Setibanya di lokasi, ia mendapati perawi yang ia tuju itu sedang beranjak memberi makan kudanya di sebuah ember. Padahal, imam Bukhari melihat secara kasat mata, ember tersebut kosong, tak ada makanan sama sekali. Tampaknya, pe rawi yang bersangkutan bermaksud mempermainkan dan menipu kudanya.
Mengetahui hal itu, imam Bukhari lantas membatalkan niat mengambil riwayat dari perawi tersebut. Perlakuannya terhadap kuda itu menunjukkan sikap tak jujur. Bukhari pun beranggapan, bila pada binatang saja ia berbohong maka tak menutup kemungkinan berbuat hal yang sama kala meriwayatkan hadis. Kisah ini menunjukkan dua hal sekaligus, yaitu kehati-hatian periwayatan hadis dan etika memperlakukan binatang.
Islam meletakkan kaidah-kaidah bagaimana bersikap yang adil dan laik kepada binatang. Hal ini karena, pada dasarnya, satwa memiliki hak yang sama seperti makhluk Allah yang lain. Hak untuk hidup dan eksis sebagai bagian tak terpisahkan dari alam semesta. Termasuk, hak mendapatkan perlakuan baik. Etika-etika tersebut secara langsung dicontohkan oleh Rasulullah SAW. Nabi Muhammad adalah sosok penyayang binatang.
Keteladanan yang ditunjukkan Rasulullah mendobrak paradigma dan tradisi yang berlaku di masyarakat Arab jahiliyah. Mayoritas bangsa Arab di masa itu terkenal dengan kebengisan dan penyiksaan berlebihan terhadap hewan. Seperti banyak dikisahkan dalam buku sejarah Arab kuno, mereka kerap memasang cincin di leher unta, mencabuti bulu, dan memotong ekor. Bahkan, tak jarang mereka mengambil daging atau bagian tertentu dari tubuh hewan untuk dimasak. Tindakan itu berlangsung saat hewan dalam kondisi hidup dan sadar.
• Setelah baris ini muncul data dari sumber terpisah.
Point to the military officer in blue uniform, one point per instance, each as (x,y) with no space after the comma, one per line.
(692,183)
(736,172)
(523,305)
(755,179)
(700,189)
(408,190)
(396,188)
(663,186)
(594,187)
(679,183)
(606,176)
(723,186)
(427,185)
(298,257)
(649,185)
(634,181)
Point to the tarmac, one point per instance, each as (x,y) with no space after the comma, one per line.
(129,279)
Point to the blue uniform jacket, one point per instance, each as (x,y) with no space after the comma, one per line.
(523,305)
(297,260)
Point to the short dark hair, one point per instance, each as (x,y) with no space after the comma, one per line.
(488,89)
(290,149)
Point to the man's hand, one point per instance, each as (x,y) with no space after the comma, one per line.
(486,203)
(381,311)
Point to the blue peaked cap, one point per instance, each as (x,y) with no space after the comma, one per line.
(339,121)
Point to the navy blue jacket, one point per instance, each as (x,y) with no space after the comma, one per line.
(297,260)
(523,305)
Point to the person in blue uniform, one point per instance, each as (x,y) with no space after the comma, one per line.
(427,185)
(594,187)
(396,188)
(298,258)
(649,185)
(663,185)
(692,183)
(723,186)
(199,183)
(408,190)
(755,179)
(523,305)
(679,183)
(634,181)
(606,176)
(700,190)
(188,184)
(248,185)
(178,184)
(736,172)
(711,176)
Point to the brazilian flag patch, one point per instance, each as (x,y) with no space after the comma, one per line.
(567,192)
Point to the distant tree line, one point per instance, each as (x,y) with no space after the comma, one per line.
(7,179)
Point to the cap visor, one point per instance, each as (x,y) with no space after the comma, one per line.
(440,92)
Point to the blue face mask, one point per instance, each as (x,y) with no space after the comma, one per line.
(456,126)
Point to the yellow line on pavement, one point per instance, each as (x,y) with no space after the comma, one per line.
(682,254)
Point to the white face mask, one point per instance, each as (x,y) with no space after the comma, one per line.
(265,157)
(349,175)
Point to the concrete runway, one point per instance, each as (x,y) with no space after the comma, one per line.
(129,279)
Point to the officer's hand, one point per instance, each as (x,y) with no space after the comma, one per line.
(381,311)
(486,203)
Rasulullah pun melarang perilaku buruk mereka.
Secara garis besar, tuntunan yang diberikan Rasulullah ialah hendaknya hindari menyiksa dan menyakiti hewan. Nabi SAW melarang orang membebani hewan terlalu lama dan melampaui batas kemampuannya. Sebagaimana tertulis dalam hadis, “Jangan jadikan punggung hewan-hewanmu sebagai kursimu.” Rasulullah pun meminta agar tidak memberikan cap tanda pengenal pada binatang di mukanya. Melainkan, di bagian-bagian tubuh binatang yang tak terlalu lunak.
Rasulullah menyerukan agar tidak mengganggu keberlangsungan hidup binatang. Hal ini, terlihat saat Rasulullah meminta sahabat mengembalikan telur burung yang baru meretas. Selain memberikan kesempatan hidup, Rasulullah berpandangan bahwa mengambil telur-telur itu bisa menyakiti induk mereka.
Rambu-rambu itu terus disampaikan Ra sulullah kepada para sahabat. Nabi SAW menasihati mereka agar bersikap lembut dan bertimbang rasa, bahkan saat hendak me nyembelih hewan. Islam mengajarkan, proses penyembelihan berlangsung dengan cepat dan tidak menyakitkan. Hal ini bisa ditempuh dengan menyembelih di sekitar leher, tepatnya di saluran nafas, mempertajam pisau, dan tidak memperlihatkan pengasahan alat pemotong itu di depan hewan yang hendak disembelih.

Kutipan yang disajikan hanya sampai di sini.